Bmore, un détective derrière lequel se cache (à peine) l’auteur, fait un tour au Musée de l’Orangerie, et .. stupéfaction, là où il pensait ne ressentir, comme tous les autres visiteurs, que sérénité, douceur et harmonie face aux immenses Nymphéas de Monet, il se sent oppressé et angoissé comme s’il émanait de ces grands panneaux quelque chose de délétère et de morbide. En creusant un peu (ensuite beaucoup beaucoup plus), il trouve des explications à cette réaction négative : Monet a démarré ses immenses fresques en 1914, le premier jour de la guerre, il venait de perdre son fils aîné, Jean, il craignait pour son cadet parti au combat, il craignait pour la France. Mais sa double cataracte, cette « tragédie de l’œil » qui le rendra aveugle n’y est pas pour rien non plus : la peinture « se fait littéraire » puisqu’il lit les couleurs sur ses tubes et peint avec le souvenir qu’il en a. Ce n’est pas tout, le nymphéa, cette fleur que tout le monde admire, possède un niveau de toxicité assez important, il est anaphrodisiaque et l’eau qui dort a des pouvoirs mortifères... autant de raisons qui permettent de comprendre le « syndrome » subi devant les toiles de l’impressionniste. Mais si finalement tout n’en revenait pas à l’amour, et si la première femme de Monet, Camille, n’était pas au cœur même de ces nymphéas...
Première découverte d’un auteur assez allumé qui m’a rapidement fait penser à Jaenada dans son appétit des digressions (mais Jaenada le surpasse, tout de même). Bouillier a son style, une sorte de fouillis organisé, avec des réflexions personnelles et autobiographiques qui viennent se glisser dans la biographie de Claude Monet. Car c’est bien d’une biographie (partielle) qu’il s’agit, ou encore d’une autopsie des Nymphéas : on entre dans le tableau impressionniste dès la première page pour n’en ressortir ... que bien des jours après la lecture. C’est un texte vivant, dense, coloré, dynamique, plein de riches idées et de remarques amusantes (un chapitre entier n’est conçu que d’exergues, tous plus amusants les uns que les autres !), de bavardages parfois un peu longuets et un brin oiseux.
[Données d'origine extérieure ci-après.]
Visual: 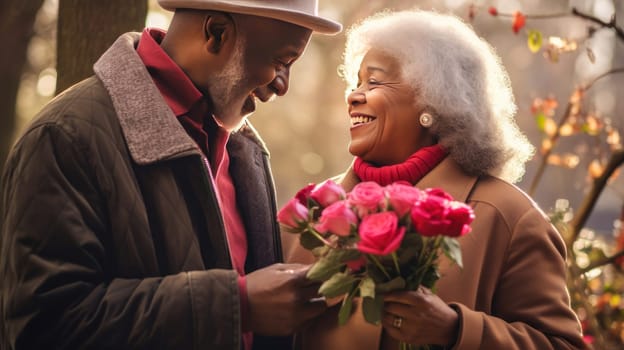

Alors si Bouillier va parfois un peu trop loin (un parallèle est fait entre les jardins de Giverny et le camp d’Auschwitz... tout de même !), j’ai appris beaucoup de choses (Monet avait sept jardiniers ; il a décidé de tout de A à Z quant à la conception de son jardin, jusqu’à faire détourner une rivière, jusqu’à faire venir des espèces de nymphéas de l’autre bout de la terre ; il a peint environ 400 tableaux de nymphéas sur une trentaine d’années, a détruit beaucoup de toiles qu’il a lacérées au couteau ; il y a aussi La Japonaise, un tableau insolite dans son œuvre que Bouillier explique très bien). L’auteur a réussi à m’embarquer (c’est le cas de le dire), à m’inciter à regarder le célèbre tableau de Monet autrement, à confirmer que nos propres ressentis peuvent parfois être très justes quand on regarde une œuvre d’art (ou un film, ou un livre...)
Devant Les Nymphéas : « Pourtant tout m'apparaissait ici figé, immobile, statique, opaque, silencieux, inerte. Trop figé et trop silencieux pour que la vie puisse circuler, s'épanouir, s'égayer. D'où ma sensation de claustrophobie. Comment un espace ouvert peut-il donner l'impression d'un lieu clos et replié sur lui-même ? »
« Car bien avant de peindre le moindre nymphéa (en 1897), Monet les cultivait depuis des années. C'est-à-dire qu'il fabriqua de toutes pièces le modèle qui, sur la toile, devint ensuite sa source d'inspiration. Il créa lui-même le sujet de sa peinture. Il n'y a que Pygmalion et sa Galatée qui puissent rivaliser, sauf qu'il s'agit d'un mythe. (Cézanne ne créa pas les pommes qu'il peignait. Léonard de Vinci ne créa pas Mona Lisa, seulement La Joconde, etc.) »
Lecture commune avec Keisha, sans le vouloir :) (les grands esprits, n'est-ce pas...!?)